Baru kali ini, saya menguji skripsi mahasiswa, dimana ada seorang mahasiswa tidak mampu mempertahankan apa yang ia teliti, dan harus mengulang proses sidang skripsinya dengan syarat, data primer dan analisisnya mesti dipermak total ?!.
Sehingga, pada akhir penutupan Sidang, suasana menjadi kurang kondusif untuk larut bersama kebahagiaan mahasiswa lainnya, yang lulus dalam sidang skripsi dan komprehensif itu.
Dengan berbagai perasaan yang tidak menentu pula, saya merasakan kesedihan yang luar biasa, karena sesuatu yang mestinya berjalan secara alamiah, wajar dan lancar-lancar saja, tiba-tiba muncul persepsi dan dugaan yang melahirkan pertanyaan, “apa sih yang sebenarnya terjadi di benak mahasiswa, ketika mereka akan dan sedang menghadapi sidang skripsi ?!”
Memang bagi sebagian besar mahasiswa, saat-saat dimana ia harus menyelesaikan skripsinya, adalah saat dunianya diselimuti oleh kegelisahan, kekuatiran, dan kecemasan. Jangankah mahasiswa S1, mereka yang akan mengakhiri program pasca sarjana saja merasakan hal yang sama ketika mereka akan dan sedang melakukan Sidang Tesis dan Disertasinya.
Seringkali, kita sendiri tidak mampu melampaui perasaan gelisah, kuatir dan cemas dengan aktivitas yang satu ini, sehingga banyak mahasiswa yang mengalami kegagalan, hanya gara-gara tidak mampu melampaui kegelisahan, kecemasan dan kekuatirannya sendiri, sehingga pada saat sidang skripsi berlangsung mereka begitu sulit mengatakan apa yang sebenarnya sudah ada di dalam batok kepalanya itu !
Padahal, saya selaku dosen penguji tidak pernah bertanya sesuatu yang tidak mahasiswa ketahui. Bahkan, saya senantiasa memotivasi mereka agar tetap tenang, jernihkan pikiran dan anggap semua ini hanya diskusi biasa. Tapi, herannya mereka menganggap Sidang Skripsi itu ‘sesuatu’ bingits, sehingga mendengar nama aktivitas itu saja, sudah berdiri bulu-kuduk mereka?! Mungkin, hal ini yang dinamanakan sebagai ‘sindrome tugas akhir’ kaleee ya?!
Saya, juga punya anak kandung yang saat ini sedang menjalani proses akhir dalam perkulihannya, alias sedang menyusun skripsi.
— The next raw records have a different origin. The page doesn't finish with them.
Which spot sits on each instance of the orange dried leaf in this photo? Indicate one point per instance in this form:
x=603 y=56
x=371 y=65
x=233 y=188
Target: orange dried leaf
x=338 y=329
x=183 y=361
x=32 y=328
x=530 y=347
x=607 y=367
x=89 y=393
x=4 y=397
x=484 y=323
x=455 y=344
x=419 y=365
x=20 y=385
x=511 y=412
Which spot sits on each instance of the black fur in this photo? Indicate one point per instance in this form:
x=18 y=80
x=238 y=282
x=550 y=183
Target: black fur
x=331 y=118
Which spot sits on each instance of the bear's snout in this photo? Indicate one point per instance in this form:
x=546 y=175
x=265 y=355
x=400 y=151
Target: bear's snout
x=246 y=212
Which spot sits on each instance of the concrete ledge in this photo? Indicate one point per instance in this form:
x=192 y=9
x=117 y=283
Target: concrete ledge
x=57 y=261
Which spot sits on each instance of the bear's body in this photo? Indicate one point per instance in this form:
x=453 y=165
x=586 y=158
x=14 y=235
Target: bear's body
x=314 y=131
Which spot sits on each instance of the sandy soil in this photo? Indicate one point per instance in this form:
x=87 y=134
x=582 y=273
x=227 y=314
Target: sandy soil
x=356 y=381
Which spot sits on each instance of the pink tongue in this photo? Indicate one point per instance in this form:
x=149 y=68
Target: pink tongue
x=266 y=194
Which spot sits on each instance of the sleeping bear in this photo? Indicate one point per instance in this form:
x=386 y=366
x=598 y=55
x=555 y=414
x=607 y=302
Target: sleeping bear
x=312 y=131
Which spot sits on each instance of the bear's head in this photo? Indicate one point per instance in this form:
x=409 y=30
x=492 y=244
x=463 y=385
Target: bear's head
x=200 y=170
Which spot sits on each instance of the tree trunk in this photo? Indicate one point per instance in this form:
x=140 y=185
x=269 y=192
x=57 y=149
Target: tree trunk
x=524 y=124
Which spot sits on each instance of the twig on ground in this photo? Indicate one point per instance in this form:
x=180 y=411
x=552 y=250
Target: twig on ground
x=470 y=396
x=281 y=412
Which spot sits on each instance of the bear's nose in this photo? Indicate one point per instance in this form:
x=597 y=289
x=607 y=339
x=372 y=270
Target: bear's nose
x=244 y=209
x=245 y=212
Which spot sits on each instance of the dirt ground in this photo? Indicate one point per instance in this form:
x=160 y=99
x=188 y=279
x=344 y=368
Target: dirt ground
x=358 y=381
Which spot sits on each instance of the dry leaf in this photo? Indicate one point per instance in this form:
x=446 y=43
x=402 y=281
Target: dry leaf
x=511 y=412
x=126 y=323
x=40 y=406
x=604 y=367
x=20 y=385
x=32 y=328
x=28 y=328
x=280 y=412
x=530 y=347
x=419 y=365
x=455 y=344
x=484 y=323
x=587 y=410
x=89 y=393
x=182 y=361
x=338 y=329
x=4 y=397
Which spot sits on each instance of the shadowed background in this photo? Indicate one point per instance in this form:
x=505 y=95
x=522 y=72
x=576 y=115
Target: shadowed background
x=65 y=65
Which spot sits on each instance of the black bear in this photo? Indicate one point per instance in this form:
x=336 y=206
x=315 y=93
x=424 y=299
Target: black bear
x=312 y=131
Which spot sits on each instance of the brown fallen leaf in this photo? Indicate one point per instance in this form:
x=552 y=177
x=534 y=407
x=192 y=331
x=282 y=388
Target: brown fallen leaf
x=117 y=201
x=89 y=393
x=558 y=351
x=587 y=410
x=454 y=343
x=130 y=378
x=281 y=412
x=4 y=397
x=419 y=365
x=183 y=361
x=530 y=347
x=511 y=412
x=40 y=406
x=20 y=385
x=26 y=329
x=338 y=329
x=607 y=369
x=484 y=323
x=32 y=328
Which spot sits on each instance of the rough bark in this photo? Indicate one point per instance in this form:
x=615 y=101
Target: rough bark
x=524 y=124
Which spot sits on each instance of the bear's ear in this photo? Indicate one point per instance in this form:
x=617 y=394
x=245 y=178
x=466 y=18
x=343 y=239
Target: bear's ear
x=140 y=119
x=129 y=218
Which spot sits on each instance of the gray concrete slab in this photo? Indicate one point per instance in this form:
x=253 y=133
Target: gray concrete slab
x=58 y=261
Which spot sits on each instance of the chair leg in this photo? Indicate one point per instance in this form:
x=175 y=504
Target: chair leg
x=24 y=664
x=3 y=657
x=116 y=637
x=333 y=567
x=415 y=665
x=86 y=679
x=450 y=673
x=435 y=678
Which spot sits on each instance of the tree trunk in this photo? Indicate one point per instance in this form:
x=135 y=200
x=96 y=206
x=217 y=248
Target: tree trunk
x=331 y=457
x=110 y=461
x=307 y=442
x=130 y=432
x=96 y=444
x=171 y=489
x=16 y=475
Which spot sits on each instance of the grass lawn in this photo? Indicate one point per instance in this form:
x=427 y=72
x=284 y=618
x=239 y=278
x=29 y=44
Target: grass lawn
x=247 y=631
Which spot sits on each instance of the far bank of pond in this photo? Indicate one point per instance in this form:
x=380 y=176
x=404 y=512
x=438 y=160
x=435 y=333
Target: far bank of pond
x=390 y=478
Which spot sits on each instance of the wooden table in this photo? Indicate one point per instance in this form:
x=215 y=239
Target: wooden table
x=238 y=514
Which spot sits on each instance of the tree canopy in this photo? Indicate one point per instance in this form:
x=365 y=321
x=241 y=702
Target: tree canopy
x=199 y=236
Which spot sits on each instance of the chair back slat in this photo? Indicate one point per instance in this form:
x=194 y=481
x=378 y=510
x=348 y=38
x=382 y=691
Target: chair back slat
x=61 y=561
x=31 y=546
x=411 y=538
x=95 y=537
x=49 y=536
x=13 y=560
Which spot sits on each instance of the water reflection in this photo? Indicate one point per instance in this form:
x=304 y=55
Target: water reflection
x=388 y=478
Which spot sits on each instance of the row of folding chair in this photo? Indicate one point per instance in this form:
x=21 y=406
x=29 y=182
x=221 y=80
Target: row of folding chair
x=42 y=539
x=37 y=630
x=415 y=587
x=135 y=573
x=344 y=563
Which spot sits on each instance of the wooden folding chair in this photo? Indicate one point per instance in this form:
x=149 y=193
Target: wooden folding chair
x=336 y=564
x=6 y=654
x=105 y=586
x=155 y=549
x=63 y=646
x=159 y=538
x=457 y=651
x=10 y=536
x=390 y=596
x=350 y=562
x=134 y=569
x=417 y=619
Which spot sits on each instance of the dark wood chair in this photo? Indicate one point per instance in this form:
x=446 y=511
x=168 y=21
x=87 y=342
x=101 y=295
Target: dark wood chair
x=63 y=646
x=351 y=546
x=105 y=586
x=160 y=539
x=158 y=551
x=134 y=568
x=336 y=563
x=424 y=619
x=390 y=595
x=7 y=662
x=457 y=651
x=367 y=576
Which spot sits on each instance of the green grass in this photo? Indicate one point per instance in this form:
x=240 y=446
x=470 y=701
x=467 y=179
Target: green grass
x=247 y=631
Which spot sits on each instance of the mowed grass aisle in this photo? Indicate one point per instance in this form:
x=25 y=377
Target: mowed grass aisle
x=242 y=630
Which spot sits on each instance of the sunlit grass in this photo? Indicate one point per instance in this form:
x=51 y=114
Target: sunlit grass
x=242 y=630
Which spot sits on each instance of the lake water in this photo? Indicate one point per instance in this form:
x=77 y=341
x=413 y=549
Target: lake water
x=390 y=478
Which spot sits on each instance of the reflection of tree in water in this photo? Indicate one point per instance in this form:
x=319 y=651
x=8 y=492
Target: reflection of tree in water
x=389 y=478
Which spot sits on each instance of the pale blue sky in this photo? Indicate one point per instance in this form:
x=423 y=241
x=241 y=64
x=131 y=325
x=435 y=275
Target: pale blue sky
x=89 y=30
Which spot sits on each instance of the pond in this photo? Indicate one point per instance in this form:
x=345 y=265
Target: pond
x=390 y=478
Saya selalu bilang pada anak saya, bahwa membuat skripsi itu sama halnya meletakkan cucian piring dan gelas, lalu dimasukkan ke dalam lemari, yang tentunya bukan lemari pakaian khan?!.
Artinya, bahwa menulis skripsi itu, sama halnya dengan menulis apapun, cuma bedanya kalo skripsi itu perlu dibarengi dengan proses penelitian, yang aturan mainnya sudah ada di setiap kampus.
Sebenarnya, kita bisa menulis skripsi, karena sudah membaca skripsi-skripsi sebelumnya. Hal yang sama juga, kita bisa membuat Cerpen alias Cerita Pendek, karena sudah pernah membaca Cerpen itu sebelumnya. Lalu, apanya yang susah?! Bagi saya sih, yang susah ya kemauannya untuk membaca karya-karya ilmiah sebelumnya itu. Iya khan ?. Ngaku aja....!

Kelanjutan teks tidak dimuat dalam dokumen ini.